From the museum of childhood, the creatures of the biological ladder emerge, with their unique knot of insects in their colorful presence. We used to receive them with our sympathetic senses that translate smells into colors, sounds into smells, and colors into fires or springs. I particularly mention my favorite childhood insect, the colorful "Kandandar" beetle, the cow of the henna tree, as we used to call it. This elegant lady enriched my childhood affection to the point of desire. Her colors, her flutter, and especially her fragrance, for she smells of her henna plant habitat. This may be the reason for our love for the leaves of that tree. The henna beetle is Cupids priestess and the childrens teacher in emotional education matters.

What diminishes the sensuality of this beauty is the austerity of the color of the grasshopper saint called "Prophets horse" in her poor green robe, which forms her family and food for days and has a short life after falling into the clutches of childish malice and being crucified on a thorn. This represents an early sin that the elders turn a blind eye to, or perhaps it is one of the faces of pastoral education.

We didnt care about the butterflies soaring on our popular trees of neem and acacias, and we didnt hesitate to put them on the stake to enjoy their final flutter.

What about the bird? There was a bird at that time that encapsulates all the splendor of flying. A real Simorgh. I used to imagine its figure while ascending the ladder of dreams of my Sufi master Farid al-Din al-Attar, which is the peacock of my lady Sharifa Fatima, the daughter of my master Al-Mahjoub, and my lady Nafisa. I wonder why humans do not undertake to teach children the gait of this noble being in school education.

This bird had a short seasonal territory above the expanse of the Beit al-Mal district, where it landed miraculously on the pomegranate tree in the middle of our house courtyard before soaring back to its position in the Merghani Palace. There is also the collared dove with the color of "rainwater" and its eloquent, rhymed remembrance of its Lord.

The emptiness of the Suwar (the Sur in Omdurman vernacular), the current place of the lieutenants, was our wide playground for our raids. It was a valley for professional hunting of rabbits, foxes, and a few deer not long ago.

Our ancestors say that it is the remnants of the herds of gazelles descending from Karari and Al-Markhiyat, passing through their pens to return to the Nile. All of this is enveloped in colors from the reading atlas of God, a sturdy cover of the golden nonsense of the elders that translates childrens consciousness into the energy that may only be suitable for producing metaphors in the imagination of some victims of the poetry angels.

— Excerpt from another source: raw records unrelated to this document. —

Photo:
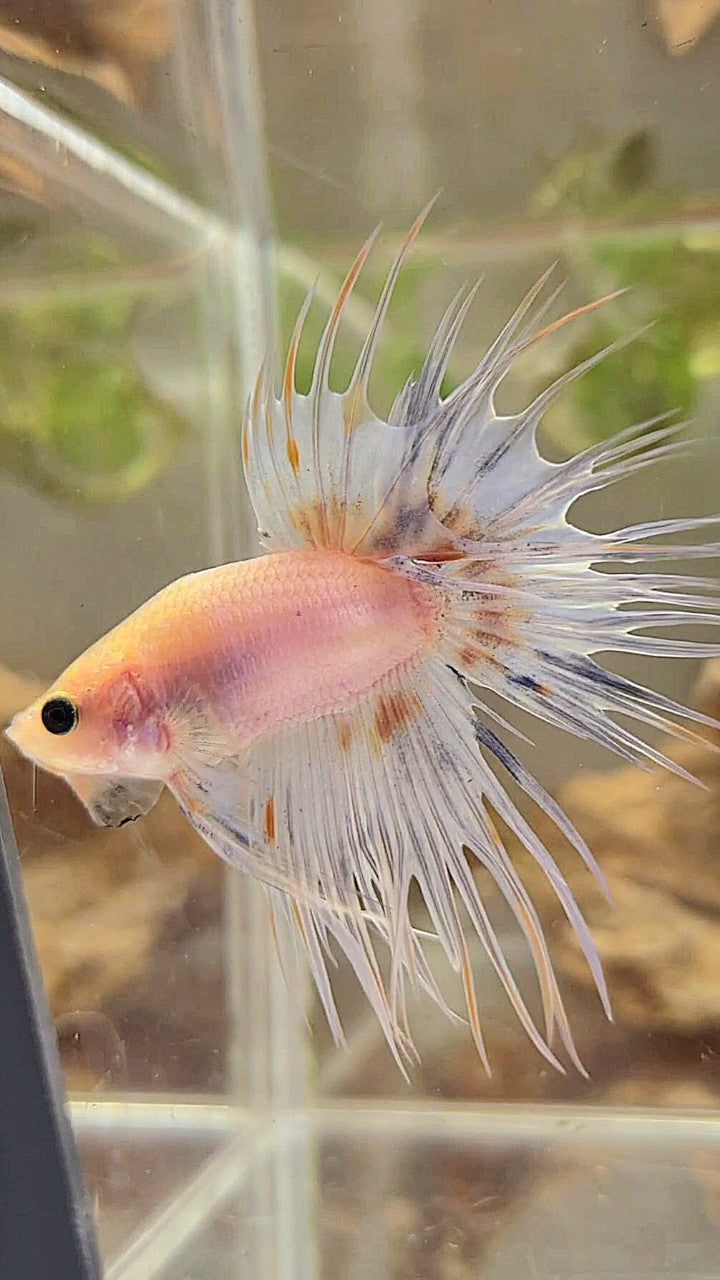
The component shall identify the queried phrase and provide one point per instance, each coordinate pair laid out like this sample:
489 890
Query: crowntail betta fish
318 712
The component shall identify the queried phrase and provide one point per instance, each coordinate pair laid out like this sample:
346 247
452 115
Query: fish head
101 717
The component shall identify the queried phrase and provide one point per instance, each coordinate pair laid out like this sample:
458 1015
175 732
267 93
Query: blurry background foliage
80 423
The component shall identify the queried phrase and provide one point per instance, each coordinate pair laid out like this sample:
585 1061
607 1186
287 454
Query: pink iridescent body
279 639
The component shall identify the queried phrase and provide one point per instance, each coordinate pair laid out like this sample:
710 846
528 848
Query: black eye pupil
59 716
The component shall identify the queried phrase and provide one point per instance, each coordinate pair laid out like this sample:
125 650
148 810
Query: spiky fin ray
324 470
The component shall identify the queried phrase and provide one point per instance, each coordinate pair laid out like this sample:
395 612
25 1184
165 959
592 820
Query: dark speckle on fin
114 801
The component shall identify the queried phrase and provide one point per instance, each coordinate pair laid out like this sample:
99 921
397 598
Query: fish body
319 712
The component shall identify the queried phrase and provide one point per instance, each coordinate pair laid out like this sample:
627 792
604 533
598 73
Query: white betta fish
318 712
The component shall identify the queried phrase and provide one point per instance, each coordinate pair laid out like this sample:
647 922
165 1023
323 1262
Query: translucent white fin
324 470
112 801
450 492
340 814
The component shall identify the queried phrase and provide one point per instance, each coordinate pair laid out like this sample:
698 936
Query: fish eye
59 716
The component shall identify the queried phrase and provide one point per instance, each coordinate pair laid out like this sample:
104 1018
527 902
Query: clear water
142 279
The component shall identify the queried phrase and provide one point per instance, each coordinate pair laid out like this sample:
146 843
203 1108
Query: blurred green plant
77 423
671 273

When I look at that time from the point of now, I see it connected to ancient times. Omdurman was like a Pharaonic village. The Nile, mud houses, kerosene lamps, lote trees (dom), and sycamores all leave no room for anything but Pharaonism. Perhaps this Pharaonism was the key to my poetic imagination:

At my bridge
Which people call
The Hungry Kings Bridge
The sun cast to me pieces of tempting mirage

This imagination also did not lack a touch of Moses:
I have grazed my herds and offspring on the plains of your neglect
Threatened by your attention
A touch of Pharaonism, and a touch of Moses form a hidden root under the glorious canopy of the final Mohammed, the beginning of all beauty, its setting, and its delegation
Yes, my Lord, I am the one who grazes the jasmine that grows in the wake of your steps.